LIVING WATERS
For the proclamation of the Gospel and the edification of the Body of Christ
Expressing Christ
"...there is none like him on earth..." (Job 1:8).
All that was recorded in the Scriptures is for our learning (Rom. 15:4), and we can never forget that they testify of Jesus Christ, so that by going to him we may have life (Jn. 5:39-40).
It is interesting how at first we always see man, and then the Spirit leads us to see Christ. The book of Job was placed in the Scriptures because of something very important for the Christian life. Job was a special man, a child of God, upright, upright, God-fearing and separate from evil (v. 8). A man protected by God from all sides; blessed in everything he laid his hands on and his goods were multiplied upon the earth (v. 10).
Job was a believer with an untouchable testimony, beloved by his friends, a man who stood at the entrance of the city, where the elders gathered, and the princes heard his words. A believer who delivered the wretched who cried out and the orphan who had none to succor him.
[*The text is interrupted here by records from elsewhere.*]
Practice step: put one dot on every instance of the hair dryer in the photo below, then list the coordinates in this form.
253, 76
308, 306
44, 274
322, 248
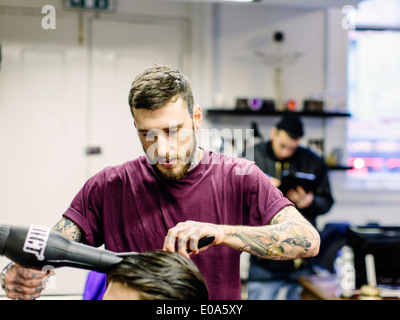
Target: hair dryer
38, 246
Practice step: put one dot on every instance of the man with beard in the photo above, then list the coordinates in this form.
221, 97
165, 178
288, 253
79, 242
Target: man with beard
177, 194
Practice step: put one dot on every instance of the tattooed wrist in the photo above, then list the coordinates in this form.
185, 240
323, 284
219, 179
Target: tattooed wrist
288, 236
69, 229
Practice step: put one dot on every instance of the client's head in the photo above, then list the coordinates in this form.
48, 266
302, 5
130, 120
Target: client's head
155, 275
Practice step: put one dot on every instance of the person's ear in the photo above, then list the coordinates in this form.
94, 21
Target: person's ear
273, 133
197, 117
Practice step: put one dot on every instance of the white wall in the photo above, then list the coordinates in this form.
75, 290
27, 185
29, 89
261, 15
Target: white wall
55, 96
65, 89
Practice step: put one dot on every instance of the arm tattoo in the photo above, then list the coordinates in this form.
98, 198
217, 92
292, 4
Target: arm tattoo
288, 236
69, 229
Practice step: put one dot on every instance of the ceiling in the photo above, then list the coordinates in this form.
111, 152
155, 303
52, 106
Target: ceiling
306, 4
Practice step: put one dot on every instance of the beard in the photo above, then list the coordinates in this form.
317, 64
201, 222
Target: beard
182, 166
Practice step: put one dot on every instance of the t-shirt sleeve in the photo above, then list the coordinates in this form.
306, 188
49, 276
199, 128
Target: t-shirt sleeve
263, 200
86, 210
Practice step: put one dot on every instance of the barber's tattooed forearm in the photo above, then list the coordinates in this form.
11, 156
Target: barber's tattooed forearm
69, 229
281, 240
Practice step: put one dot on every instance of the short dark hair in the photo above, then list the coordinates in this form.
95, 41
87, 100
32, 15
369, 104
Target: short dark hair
156, 85
160, 275
292, 125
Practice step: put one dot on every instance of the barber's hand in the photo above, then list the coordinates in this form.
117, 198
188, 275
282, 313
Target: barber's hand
189, 233
300, 197
24, 283
276, 182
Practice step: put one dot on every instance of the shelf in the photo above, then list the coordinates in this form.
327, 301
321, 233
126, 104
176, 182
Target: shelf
248, 112
339, 167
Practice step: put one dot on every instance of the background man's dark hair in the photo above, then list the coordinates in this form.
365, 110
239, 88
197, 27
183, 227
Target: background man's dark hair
157, 85
292, 125
160, 275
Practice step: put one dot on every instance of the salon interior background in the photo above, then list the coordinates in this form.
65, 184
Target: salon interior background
64, 90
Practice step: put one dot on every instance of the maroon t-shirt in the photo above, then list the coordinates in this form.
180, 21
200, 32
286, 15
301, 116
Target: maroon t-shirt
129, 208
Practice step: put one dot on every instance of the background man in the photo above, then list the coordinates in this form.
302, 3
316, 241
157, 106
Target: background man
280, 157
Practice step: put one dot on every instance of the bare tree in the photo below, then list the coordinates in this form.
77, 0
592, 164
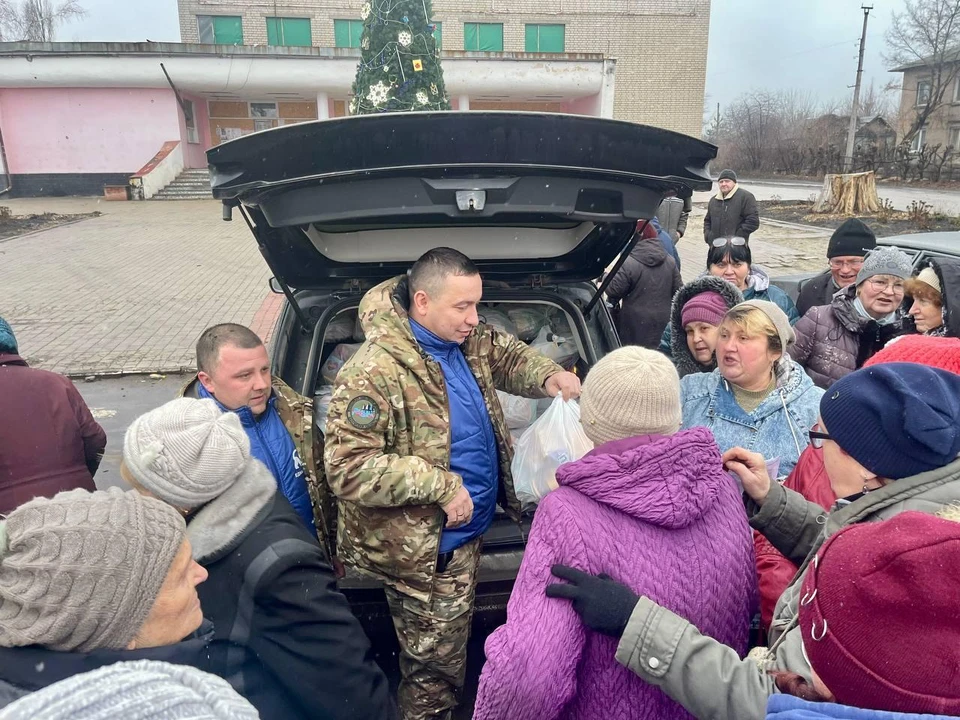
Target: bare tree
928, 32
36, 20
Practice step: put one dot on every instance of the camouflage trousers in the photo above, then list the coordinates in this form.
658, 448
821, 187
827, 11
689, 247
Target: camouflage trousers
433, 638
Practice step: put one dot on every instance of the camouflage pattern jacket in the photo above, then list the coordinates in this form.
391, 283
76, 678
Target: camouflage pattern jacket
296, 414
387, 447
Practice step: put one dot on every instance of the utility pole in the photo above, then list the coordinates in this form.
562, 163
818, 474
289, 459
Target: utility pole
855, 109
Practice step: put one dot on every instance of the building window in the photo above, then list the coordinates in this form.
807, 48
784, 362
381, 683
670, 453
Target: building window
220, 29
346, 33
919, 140
545, 38
289, 31
190, 121
483, 37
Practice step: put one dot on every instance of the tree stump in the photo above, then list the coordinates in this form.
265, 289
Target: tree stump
851, 194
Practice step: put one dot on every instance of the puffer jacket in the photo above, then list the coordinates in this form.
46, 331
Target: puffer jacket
387, 446
675, 333
948, 272
657, 513
709, 678
777, 429
834, 340
644, 286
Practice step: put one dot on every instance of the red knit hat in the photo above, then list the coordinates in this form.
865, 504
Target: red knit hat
938, 352
878, 615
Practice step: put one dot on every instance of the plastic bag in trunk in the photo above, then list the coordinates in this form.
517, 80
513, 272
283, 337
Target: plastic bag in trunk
554, 439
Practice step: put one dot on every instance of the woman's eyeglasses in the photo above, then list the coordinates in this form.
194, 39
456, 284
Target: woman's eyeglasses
738, 242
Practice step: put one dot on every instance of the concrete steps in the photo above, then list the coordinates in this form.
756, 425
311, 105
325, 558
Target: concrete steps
189, 185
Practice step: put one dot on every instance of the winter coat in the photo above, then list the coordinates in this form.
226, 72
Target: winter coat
676, 334
776, 429
735, 215
818, 290
644, 287
24, 670
758, 288
285, 636
657, 513
49, 441
948, 271
834, 340
673, 214
787, 707
774, 571
711, 680
387, 447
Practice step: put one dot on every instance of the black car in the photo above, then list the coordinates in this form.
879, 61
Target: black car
544, 204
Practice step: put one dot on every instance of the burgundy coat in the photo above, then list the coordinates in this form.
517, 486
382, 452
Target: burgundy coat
49, 441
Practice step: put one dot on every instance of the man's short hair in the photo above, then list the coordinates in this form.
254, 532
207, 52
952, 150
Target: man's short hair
433, 267
214, 338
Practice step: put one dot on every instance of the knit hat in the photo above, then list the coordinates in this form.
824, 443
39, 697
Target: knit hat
852, 239
186, 452
873, 592
136, 690
708, 307
631, 391
929, 276
895, 419
8, 341
885, 260
938, 352
81, 571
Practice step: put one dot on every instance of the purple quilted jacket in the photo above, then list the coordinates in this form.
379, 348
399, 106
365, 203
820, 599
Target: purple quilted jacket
657, 513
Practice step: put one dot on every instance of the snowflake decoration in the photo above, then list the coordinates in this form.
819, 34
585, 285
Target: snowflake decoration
378, 94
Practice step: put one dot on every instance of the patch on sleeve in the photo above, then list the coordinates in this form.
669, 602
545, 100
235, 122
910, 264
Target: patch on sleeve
363, 412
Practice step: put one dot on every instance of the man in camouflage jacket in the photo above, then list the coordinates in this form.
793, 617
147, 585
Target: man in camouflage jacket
388, 461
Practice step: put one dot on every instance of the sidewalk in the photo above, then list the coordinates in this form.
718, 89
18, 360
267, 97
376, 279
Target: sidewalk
130, 291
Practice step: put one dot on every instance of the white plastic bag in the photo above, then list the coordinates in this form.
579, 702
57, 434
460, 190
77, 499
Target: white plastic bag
519, 412
554, 439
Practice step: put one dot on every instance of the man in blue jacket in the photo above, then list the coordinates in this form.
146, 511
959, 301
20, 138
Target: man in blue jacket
234, 370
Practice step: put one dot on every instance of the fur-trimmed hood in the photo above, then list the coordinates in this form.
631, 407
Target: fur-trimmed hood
682, 358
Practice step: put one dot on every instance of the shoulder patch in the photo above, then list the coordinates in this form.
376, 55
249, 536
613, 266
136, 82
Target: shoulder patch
363, 412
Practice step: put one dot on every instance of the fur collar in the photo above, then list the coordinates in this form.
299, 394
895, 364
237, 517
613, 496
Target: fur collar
220, 525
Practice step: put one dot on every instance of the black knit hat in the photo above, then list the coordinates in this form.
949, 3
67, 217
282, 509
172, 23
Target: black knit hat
853, 238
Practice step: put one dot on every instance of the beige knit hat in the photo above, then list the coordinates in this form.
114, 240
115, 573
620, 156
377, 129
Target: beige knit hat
631, 391
81, 571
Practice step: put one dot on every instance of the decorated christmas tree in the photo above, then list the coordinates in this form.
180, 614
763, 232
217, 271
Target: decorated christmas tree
399, 63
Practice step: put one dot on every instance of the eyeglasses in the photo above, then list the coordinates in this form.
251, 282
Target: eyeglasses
720, 242
817, 438
852, 264
882, 285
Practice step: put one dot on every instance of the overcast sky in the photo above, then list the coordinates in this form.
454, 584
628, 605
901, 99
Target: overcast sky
774, 44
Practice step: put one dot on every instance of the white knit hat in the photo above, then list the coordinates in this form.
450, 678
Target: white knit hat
137, 690
186, 452
631, 391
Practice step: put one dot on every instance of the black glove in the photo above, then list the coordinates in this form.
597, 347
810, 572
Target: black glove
604, 604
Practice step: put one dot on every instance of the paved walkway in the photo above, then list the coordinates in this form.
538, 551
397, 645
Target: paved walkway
130, 291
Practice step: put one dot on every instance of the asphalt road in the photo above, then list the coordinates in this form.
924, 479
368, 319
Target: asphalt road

A believer who was a channel of God's blessings to others and who gave joy to the widow's heart (Job 29).
Why was a man with such a testimony given over to Satan? Let us remember that it was God who caught Satan's attention and allowed him to touch him in everything but Job's life (Job 2:6). In chapter 42 Job acknowledges that God had a blessed purpose in all that he allowed to befall him; that he spoke of what he did not know, and thereby concealed God's counsel from others; that God's purpose could not be hindered, and he proclaimed genuine repentance. But where is the key to it all? What is God's purpose that cannot be hindered?
God gave Job to Satan to destroy his testimony. Everyone admired Job, looked up to him and reflected on him. Job was the referent and not Christ. Job could not make vain the whole purpose of God for man: to reflect Christ. The Lord does not want from us the testimony of a super Christian or a super believer, but of Christ Himself. He does not want us to be seen and recognized on earth, but Christ. If we are expressing ourselves as excellent Christians, we are ready to be given over to Satan. The apostle Paul recognized this when he was sent a sting in the flesh.
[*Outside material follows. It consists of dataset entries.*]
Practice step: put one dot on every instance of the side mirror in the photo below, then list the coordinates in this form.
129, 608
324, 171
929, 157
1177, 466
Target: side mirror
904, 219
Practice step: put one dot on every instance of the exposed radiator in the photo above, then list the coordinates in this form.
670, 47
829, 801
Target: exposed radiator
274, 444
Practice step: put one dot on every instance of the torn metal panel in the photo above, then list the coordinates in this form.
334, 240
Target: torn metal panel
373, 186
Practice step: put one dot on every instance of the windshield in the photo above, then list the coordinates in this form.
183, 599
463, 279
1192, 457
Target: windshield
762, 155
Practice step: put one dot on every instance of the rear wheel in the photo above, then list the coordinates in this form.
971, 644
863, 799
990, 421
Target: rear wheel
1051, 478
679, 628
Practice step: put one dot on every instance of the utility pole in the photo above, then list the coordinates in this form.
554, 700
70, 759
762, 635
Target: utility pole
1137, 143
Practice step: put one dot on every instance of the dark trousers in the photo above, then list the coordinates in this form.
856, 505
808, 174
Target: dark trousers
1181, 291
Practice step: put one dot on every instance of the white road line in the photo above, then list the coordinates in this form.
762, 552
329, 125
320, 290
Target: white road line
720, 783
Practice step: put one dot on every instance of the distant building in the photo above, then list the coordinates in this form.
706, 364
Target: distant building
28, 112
From his repentance, Job began to express Christ by becoming an intercessor for his friends. Later he was able to express the kingdom of Christ, when God doubled for him what he possessed before, as Jesus teaches in the parable of the talents. Everything after repentance expresses Christ, bears witness to Christ and no longer to Job. The testimony of that great man ended in dust and ashes, and ours must also end in this way.
Anything for the testimony and for the edification of the Christian life must come from Christ himself. For from him, and through him and to him are all things, to him be glory forever.